When it comes to large format printing the common or traditional rules that generally apply to standard off-set printing do not apply here. The file dimension and resolution are not looked at the same as that of something printed on a smaller scale. That being said, a number of web & print designers as well as desktop publishers find that they are definitely out of their comfort zones when it comes to prepping a file for large format printing. But, because having the right knowledge & skill set when it comes to large format printing is so important they must adapt quickly and bring their best work to the table. 

Understanding Files For Large Format Printing

First and foremost large format printing pertains to things like the giant billboards you see while driving or a vehicle vinyl wrap with different graphics embolized on a car, truck, or commercial fleet. The way that images are printed and thus viewed by the human eye is very important when it comes to large format printing. Wrap Works, an automotive enhancement service, relies heavily on the way the graphics and text come out when printing a vehicle vinyl wrap. You have to look at it as you only have one chance to get your images right, says Rob, an Orange County vinyl wrap installer, with Wrap Works. I mean technically you can print a vinyl wrap as many times as you want if you have a large format printer in-house, but who really would want to? If you can’t get it right it doesn’t look good to the customer and it definitely isn’t cost-effective. 

What you need to keep in mind is that the viewing distance is the most critical aspect of how you prepare the file. Having a background in code or web design is often a benefit because you understand images and graphics related to pixels and different resolution measurements.

Pointers On Preparing Files For Print

The main goal of large format printing is to offer better clarity of the picture after print. Most large format printing files are generally saved as TIFF or EPS but it also greatly depends on the printer and other criteria and aspects of the file. One very important rule to remember when looking to send your file to print is to NEVER flatten your original design. and you should always have an editable version so that you are able to make changes easily & whenever necessary. 

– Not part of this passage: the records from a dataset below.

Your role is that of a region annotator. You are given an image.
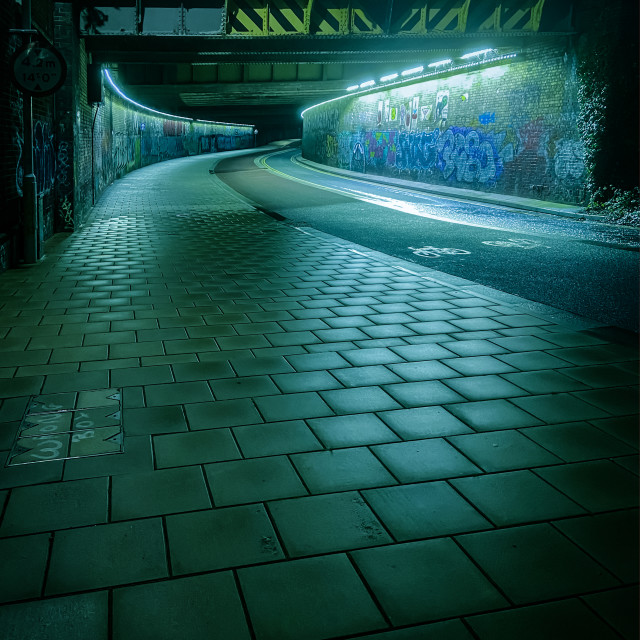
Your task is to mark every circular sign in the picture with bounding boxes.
[10,41,67,96]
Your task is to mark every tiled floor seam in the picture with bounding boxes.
[449,533,516,607]
[231,568,259,640]
[577,587,638,637]
[344,551,394,631]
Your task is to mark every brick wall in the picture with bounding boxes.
[54,1,83,230]
[89,79,255,206]
[55,0,255,231]
[0,0,57,271]
[302,42,586,205]
[0,1,21,270]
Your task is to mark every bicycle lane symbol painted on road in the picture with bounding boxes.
[409,246,472,258]
[482,238,550,249]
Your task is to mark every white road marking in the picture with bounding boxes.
[409,246,471,258]
[482,238,550,249]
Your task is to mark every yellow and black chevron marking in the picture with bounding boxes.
[268,0,311,35]
[397,7,428,35]
[227,0,269,35]
[309,0,349,34]
[502,0,546,31]
[426,0,471,32]
[351,8,383,34]
[476,4,501,31]
[227,0,546,36]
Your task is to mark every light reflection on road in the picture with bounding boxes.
[262,149,639,250]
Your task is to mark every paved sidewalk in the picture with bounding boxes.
[0,152,637,640]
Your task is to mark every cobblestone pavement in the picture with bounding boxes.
[0,153,637,640]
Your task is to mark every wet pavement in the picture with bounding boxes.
[0,151,637,639]
[216,149,640,331]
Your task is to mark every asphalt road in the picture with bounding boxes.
[214,147,639,332]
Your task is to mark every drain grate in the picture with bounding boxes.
[7,388,124,466]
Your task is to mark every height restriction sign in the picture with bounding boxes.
[10,41,67,96]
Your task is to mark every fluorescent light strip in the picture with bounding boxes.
[359,80,375,88]
[460,49,494,59]
[401,66,424,76]
[301,53,517,118]
[380,73,399,82]
[428,59,452,68]
[103,69,252,128]
[346,84,360,91]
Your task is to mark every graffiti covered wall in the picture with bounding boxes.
[90,77,255,208]
[302,45,586,204]
[53,10,256,235]
[1,28,57,268]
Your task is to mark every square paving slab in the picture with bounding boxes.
[46,518,167,595]
[362,481,491,540]
[165,504,284,574]
[352,538,508,625]
[113,572,251,640]
[238,554,387,640]
[456,523,619,604]
[268,491,391,556]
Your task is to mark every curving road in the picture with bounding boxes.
[213,147,639,332]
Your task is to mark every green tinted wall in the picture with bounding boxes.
[302,44,585,205]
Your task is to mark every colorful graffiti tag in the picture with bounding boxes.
[15,121,57,198]
[340,126,514,186]
[309,108,586,201]
[33,122,56,197]
[436,126,505,184]
[91,94,254,202]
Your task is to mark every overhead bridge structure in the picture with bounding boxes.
[81,0,575,131]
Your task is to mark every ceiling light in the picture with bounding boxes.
[428,59,452,68]
[460,49,494,59]
[359,80,375,88]
[102,69,250,128]
[346,84,359,91]
[380,73,398,82]
[401,66,423,76]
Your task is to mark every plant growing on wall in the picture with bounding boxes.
[576,0,639,219]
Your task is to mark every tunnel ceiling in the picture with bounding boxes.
[80,0,575,128]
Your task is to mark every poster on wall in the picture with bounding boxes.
[421,105,433,121]
[435,90,449,123]
[377,101,383,125]
[390,105,398,121]
[400,104,407,126]
[384,100,390,122]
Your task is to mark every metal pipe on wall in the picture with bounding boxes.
[91,103,100,205]
[22,0,39,264]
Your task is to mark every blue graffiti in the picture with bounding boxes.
[334,126,508,185]
[34,122,56,196]
[478,112,496,125]
[351,142,366,172]
[396,129,440,173]
[436,126,503,184]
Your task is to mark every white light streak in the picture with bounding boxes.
[102,69,251,128]
[401,66,424,76]
[460,49,494,59]
[300,54,517,118]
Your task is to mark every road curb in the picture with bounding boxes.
[293,155,608,222]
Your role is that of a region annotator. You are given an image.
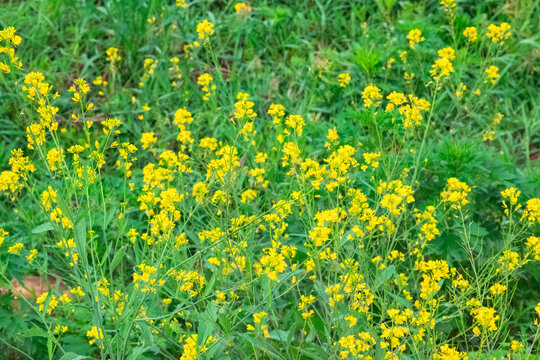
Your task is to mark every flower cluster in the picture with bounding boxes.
[0,8,537,360]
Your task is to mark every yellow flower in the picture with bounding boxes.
[385,91,406,112]
[438,47,455,61]
[101,118,122,135]
[309,226,331,247]
[36,292,48,311]
[345,315,357,327]
[68,78,90,103]
[196,20,215,40]
[133,263,161,293]
[492,113,503,126]
[25,123,46,150]
[0,27,23,72]
[452,273,469,289]
[0,228,7,247]
[433,344,468,360]
[407,29,424,49]
[486,22,511,44]
[430,55,454,82]
[232,92,257,133]
[361,152,380,171]
[8,242,23,254]
[180,334,199,360]
[463,27,478,42]
[378,180,414,215]
[338,73,351,87]
[0,170,21,193]
[253,311,267,324]
[140,132,157,149]
[86,326,104,346]
[46,148,63,172]
[142,58,157,81]
[175,233,188,248]
[523,198,540,223]
[241,189,257,203]
[105,47,121,63]
[47,295,58,314]
[489,283,507,295]
[470,306,499,333]
[417,259,450,299]
[484,65,500,84]
[235,3,251,16]
[97,278,110,296]
[197,73,215,101]
[255,152,268,163]
[482,130,495,142]
[338,333,376,358]
[441,178,470,209]
[511,340,524,352]
[400,50,407,63]
[284,114,306,135]
[26,249,38,263]
[361,84,382,108]
[440,0,456,13]
[501,186,520,206]
[268,103,285,124]
[59,293,70,304]
[22,72,51,100]
[126,229,138,243]
[298,294,315,317]
[199,137,218,151]
[498,250,520,272]
[174,107,194,127]
[325,127,339,148]
[53,325,68,334]
[392,94,430,128]
[41,186,57,211]
[254,245,287,281]
[526,236,540,260]
[192,182,208,202]
[456,83,467,97]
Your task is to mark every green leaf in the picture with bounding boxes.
[198,303,218,341]
[202,273,216,298]
[301,343,327,359]
[23,326,48,338]
[262,276,272,309]
[388,292,412,309]
[32,222,54,234]
[251,337,285,359]
[137,321,153,347]
[110,245,127,271]
[58,353,91,360]
[354,48,381,75]
[374,265,396,289]
[469,222,489,237]
[47,336,53,359]
[126,345,159,360]
[0,261,7,278]
[267,329,289,341]
[75,218,87,260]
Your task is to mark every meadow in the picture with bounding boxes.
[0,0,539,359]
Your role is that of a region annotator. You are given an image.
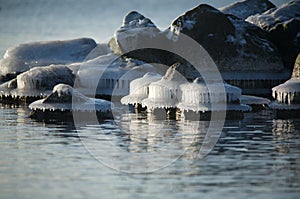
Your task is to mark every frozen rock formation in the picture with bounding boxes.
[141,63,187,111]
[0,38,96,82]
[246,0,300,68]
[270,53,300,116]
[121,72,162,105]
[177,78,251,113]
[108,11,160,56]
[76,53,157,98]
[220,0,275,19]
[0,65,74,100]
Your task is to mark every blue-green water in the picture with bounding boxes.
[0,105,299,199]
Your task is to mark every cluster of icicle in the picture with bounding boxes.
[121,66,251,113]
[272,79,300,104]
[29,84,112,112]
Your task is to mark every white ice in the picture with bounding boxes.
[121,72,162,105]
[272,78,300,104]
[0,38,97,77]
[29,84,112,112]
[220,0,274,19]
[246,0,300,29]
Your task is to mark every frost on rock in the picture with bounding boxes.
[142,64,187,110]
[246,0,300,30]
[76,53,157,97]
[177,78,251,112]
[29,84,112,112]
[0,65,74,98]
[121,72,162,105]
[220,0,275,19]
[108,11,160,56]
[0,38,96,79]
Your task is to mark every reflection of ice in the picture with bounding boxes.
[272,119,295,153]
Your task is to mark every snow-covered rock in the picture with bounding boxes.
[0,65,74,99]
[246,0,300,68]
[0,38,96,82]
[29,84,113,121]
[108,11,160,56]
[220,0,275,19]
[121,72,162,105]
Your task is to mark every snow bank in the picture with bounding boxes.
[29,84,112,112]
[0,38,96,77]
[240,95,270,105]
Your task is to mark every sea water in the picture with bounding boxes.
[0,105,299,199]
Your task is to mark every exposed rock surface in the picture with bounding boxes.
[170,4,284,72]
[246,0,300,68]
[220,0,275,19]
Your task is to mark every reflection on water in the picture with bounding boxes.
[0,105,300,198]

Another thing to keep in mind is that just because the file is bigger doesn’t mean that the resolution or pixels need to be increased. In fact, sometimes decreased resolution & pixels actually help the image to be seen more clearly. Remember, you are printing the image to look the way it would best when viewed by the human eye. For example, billboards have clear pictures and text that can be read easily. The human eye viewing it is at a very far distance from the billboard which has to be taken into consideration when implementing the design. But did you know if you walked up close to a billboard it would look a little blurry and you would be able to see all of the large pixels that make up the picture? Farther away it looks a lot clearer and definitely more streamlined. So basically when it comes to adding dimensions and resolution aspects to large format printing fies a lot of it has to do with how & where the image will be viewed!